I look up at him. Something in me gets a little angry, too, at this being acknowledged out loud. But I really can’t justify that feeling, so I just nod. “Yeah. I was super jealous, Reid. I didn’t want you with her, even if I didn’t exactly know why yet. But it changed after that.” I move another step toward him and take a chance, reaching out to grip his arm. “Everything I wrote was true, every word of it. I said those things, that was me.”
He pulls away, and I crumble.
“But it wasn’t you. I love being with you, Millie. You’re smart and funny and I want you more than anyone I’ve ever known . . . but you never tell me anything. What’s missing—what’s always been missing between us—is the honesty I got in those letters. And you expect me to give you credit for being honest, in disguise, on some stupid dating app—after the fact?”

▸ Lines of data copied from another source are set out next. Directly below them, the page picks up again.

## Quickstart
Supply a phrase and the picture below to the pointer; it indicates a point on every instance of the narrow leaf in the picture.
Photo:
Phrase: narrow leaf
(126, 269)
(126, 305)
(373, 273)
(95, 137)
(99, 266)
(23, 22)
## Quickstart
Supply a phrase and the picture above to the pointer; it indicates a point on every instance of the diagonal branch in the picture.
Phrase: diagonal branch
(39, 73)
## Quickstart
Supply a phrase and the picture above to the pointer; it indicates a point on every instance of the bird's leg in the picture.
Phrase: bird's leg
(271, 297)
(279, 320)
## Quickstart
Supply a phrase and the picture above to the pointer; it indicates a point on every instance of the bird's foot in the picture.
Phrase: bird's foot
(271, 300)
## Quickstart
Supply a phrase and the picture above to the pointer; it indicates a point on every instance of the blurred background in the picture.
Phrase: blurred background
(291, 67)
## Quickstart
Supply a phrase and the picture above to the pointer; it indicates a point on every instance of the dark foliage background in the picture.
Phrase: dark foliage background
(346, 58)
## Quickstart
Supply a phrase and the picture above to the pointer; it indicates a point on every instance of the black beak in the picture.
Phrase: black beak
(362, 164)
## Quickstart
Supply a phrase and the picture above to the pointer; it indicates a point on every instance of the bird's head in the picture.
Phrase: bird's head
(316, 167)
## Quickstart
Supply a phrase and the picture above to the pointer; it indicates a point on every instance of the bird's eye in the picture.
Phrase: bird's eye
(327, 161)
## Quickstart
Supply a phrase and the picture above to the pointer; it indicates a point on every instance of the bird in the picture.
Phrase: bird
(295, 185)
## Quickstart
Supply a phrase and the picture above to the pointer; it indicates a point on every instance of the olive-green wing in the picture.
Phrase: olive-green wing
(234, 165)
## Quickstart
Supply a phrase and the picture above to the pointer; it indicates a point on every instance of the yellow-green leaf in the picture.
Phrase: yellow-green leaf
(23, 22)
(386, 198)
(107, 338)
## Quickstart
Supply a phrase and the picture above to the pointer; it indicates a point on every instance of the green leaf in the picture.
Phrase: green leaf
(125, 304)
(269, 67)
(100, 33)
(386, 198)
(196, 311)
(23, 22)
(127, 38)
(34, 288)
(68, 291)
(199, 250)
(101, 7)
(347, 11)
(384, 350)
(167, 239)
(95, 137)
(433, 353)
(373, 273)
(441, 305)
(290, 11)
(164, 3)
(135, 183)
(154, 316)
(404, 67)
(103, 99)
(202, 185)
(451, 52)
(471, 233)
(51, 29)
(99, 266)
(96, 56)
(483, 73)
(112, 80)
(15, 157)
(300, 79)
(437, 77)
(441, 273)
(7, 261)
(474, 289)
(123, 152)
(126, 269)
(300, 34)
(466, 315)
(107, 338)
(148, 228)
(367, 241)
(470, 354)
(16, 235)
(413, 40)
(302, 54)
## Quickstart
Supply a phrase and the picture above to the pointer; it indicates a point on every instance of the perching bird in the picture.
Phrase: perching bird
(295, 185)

“I know, and you’re right. It’s hard for me to be like that in person, to talk about feelings and emotion. I’m just . . . I’m not good at it.”

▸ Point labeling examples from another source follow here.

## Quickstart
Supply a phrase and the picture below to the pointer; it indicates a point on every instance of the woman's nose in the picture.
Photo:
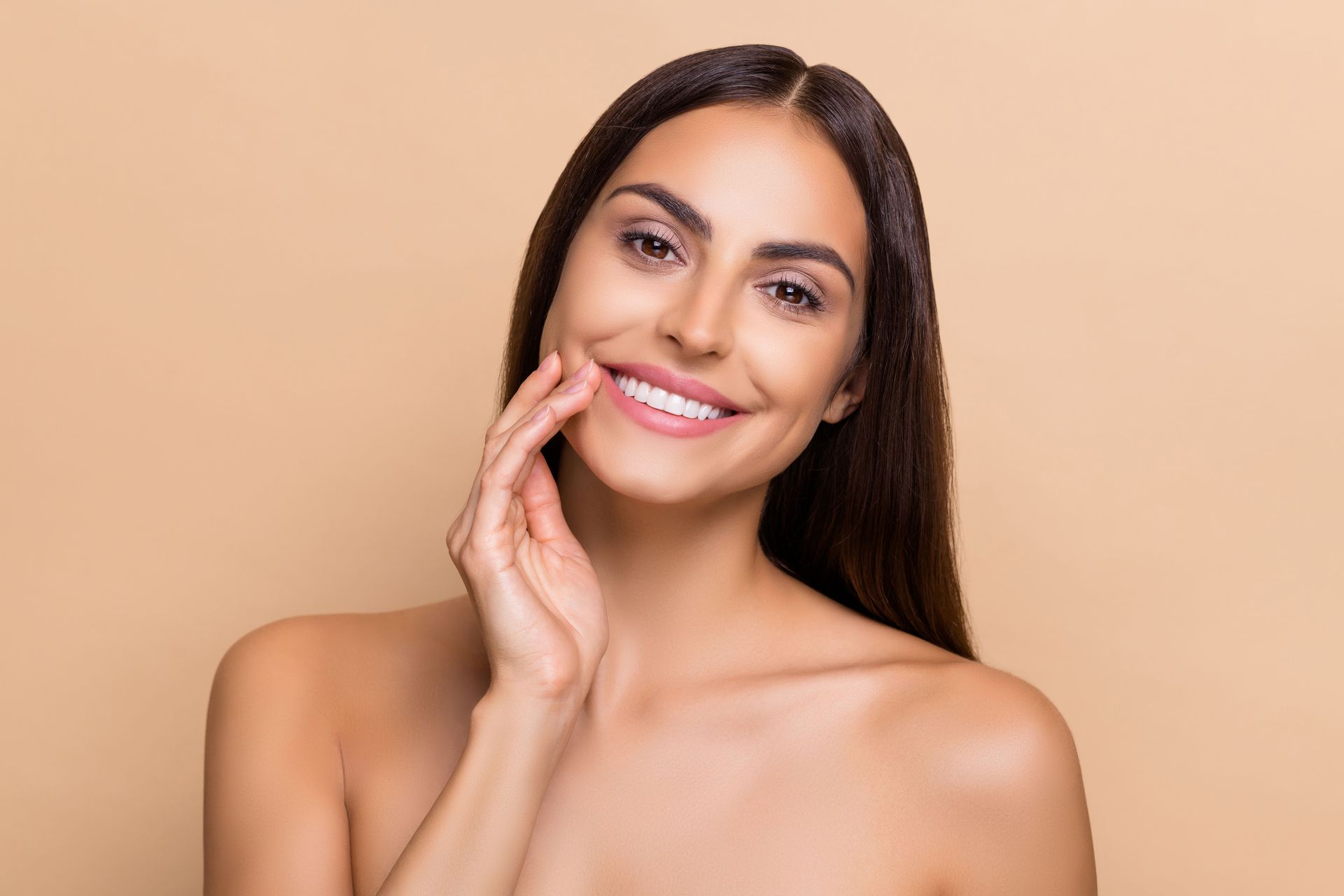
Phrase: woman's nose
(702, 320)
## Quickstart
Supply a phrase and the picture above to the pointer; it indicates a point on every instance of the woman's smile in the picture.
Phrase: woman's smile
(663, 412)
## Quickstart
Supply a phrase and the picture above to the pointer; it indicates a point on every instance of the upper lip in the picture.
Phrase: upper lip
(679, 383)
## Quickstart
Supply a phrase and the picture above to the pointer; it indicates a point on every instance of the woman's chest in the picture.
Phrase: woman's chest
(680, 809)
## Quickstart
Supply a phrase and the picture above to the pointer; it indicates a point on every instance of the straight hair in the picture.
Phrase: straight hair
(866, 514)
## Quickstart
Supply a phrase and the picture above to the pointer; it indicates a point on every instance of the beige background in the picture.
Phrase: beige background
(255, 272)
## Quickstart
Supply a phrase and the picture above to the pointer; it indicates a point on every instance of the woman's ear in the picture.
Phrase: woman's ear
(848, 396)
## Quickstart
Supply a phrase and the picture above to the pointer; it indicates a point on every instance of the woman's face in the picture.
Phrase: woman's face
(685, 285)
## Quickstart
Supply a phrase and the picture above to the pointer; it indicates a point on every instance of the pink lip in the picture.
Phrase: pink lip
(662, 421)
(672, 382)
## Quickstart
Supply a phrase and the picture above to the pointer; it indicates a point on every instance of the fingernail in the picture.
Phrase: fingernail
(581, 379)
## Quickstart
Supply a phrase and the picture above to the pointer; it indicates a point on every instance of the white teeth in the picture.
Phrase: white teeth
(667, 402)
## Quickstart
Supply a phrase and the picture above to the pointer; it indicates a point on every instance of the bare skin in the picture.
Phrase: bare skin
(737, 732)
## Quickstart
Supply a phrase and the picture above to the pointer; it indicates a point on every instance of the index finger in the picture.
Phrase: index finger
(533, 390)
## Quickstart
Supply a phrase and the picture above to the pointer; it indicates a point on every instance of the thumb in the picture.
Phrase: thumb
(542, 507)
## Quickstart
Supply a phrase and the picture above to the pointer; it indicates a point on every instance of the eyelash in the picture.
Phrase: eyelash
(815, 301)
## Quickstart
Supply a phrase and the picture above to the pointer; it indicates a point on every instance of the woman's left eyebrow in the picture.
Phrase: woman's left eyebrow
(699, 225)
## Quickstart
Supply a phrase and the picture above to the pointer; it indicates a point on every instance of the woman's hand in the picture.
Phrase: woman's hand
(531, 583)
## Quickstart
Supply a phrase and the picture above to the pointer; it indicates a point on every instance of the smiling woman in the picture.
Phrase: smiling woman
(713, 640)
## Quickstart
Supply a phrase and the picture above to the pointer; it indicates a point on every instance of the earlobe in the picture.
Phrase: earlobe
(848, 397)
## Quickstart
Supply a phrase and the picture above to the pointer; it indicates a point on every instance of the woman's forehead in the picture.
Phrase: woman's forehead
(753, 174)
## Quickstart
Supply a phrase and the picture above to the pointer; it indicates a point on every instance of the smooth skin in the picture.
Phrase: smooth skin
(629, 697)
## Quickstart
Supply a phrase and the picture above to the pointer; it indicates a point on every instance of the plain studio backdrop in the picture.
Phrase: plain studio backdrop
(255, 266)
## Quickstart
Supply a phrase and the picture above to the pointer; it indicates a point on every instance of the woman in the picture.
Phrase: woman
(713, 640)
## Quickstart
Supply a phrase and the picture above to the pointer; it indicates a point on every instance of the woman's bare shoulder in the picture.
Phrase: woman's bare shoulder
(999, 769)
(335, 660)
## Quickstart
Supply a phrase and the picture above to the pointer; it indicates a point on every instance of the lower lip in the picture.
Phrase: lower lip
(662, 421)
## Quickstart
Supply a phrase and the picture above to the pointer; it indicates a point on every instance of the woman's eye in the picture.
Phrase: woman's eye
(651, 246)
(797, 298)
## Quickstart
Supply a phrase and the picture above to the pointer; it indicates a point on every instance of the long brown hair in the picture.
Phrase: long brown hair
(864, 514)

“Maybe you’re just not good at being honest.”
It lands like a physical blow. I imagine a missile launched with pinpoint precision, crashing through my ribs to obliterate the hidden places I rarely examine myself, never mind share with anyone else.
“Is there—is there anyone you’re totally honest with?” he adds, and I wouldn’t have thought it was possible, but somehow, this is worse. Because it’s not just anger or hurt in his voice anymore, it’s pity.
I shake my head, because what else can I say? Reid was that person for me—my first, true best friend—and it’s hard to hear how much I’ve hurt him. Disappointed him. I blink around the room; my eyes are hot and burning with tears, and it really hits me what a mess I’ve made of things.
“I think—” Reid says, scrubbing a hand over his face. “I think you should probably go. It’s clear we both have some things to work out, and I don’t think we can do it with the other around. I get why you did what you did, Millie. And maybe if it hadn’t gone on so long, maybe I’d be able to overlook it. But—”
I step forward, reaching for him. “Reid, the only way I was able to be that open was because I knew it was you. I can do this. I promise.”
He takes my hands and cradles them in his. “Listen to me, okay? I love you, Millie. I do. But I think you’re worth more than just the easy parts.” He lets my hands fall to my sides. “And I need someone who thinks I’m worth it, too.”
The tires scrape as I turn into my driveway and shut off the car. Most of the houses on the block are dark, so I climb out, careful not to slam the door. A weird numbness has taken over. My head is full of static; my limbs are stiff and heavy with exhaustion. My head hurts. But I’m not tired, not really.
The chair out back is still where I left it, pulled away from the table at sort of a haphazard angle, and I sit, staring at the tree in the yard. My computer is nearby, but I don’t need to reach for it, knowing what I’d find there wouldn’t matter anyway. I know what I need to do and that calendars and schedules are the last thing I care about right now.
My fingers slip into the pocket of my sweater and wrap around my phone. It’s too late to be calling, but I know it can’t wait. I search for the name and open a new window.
Hey. I know it’s late so call me when you’re up. I’ll make all the arrangements as soon as I hear from you, but I wanted you to know that I’ll be home this summer to help. Tell Dad that I love him, and I can’t wait to spend some time at home. Hug each other for me. I love you both. I miss you.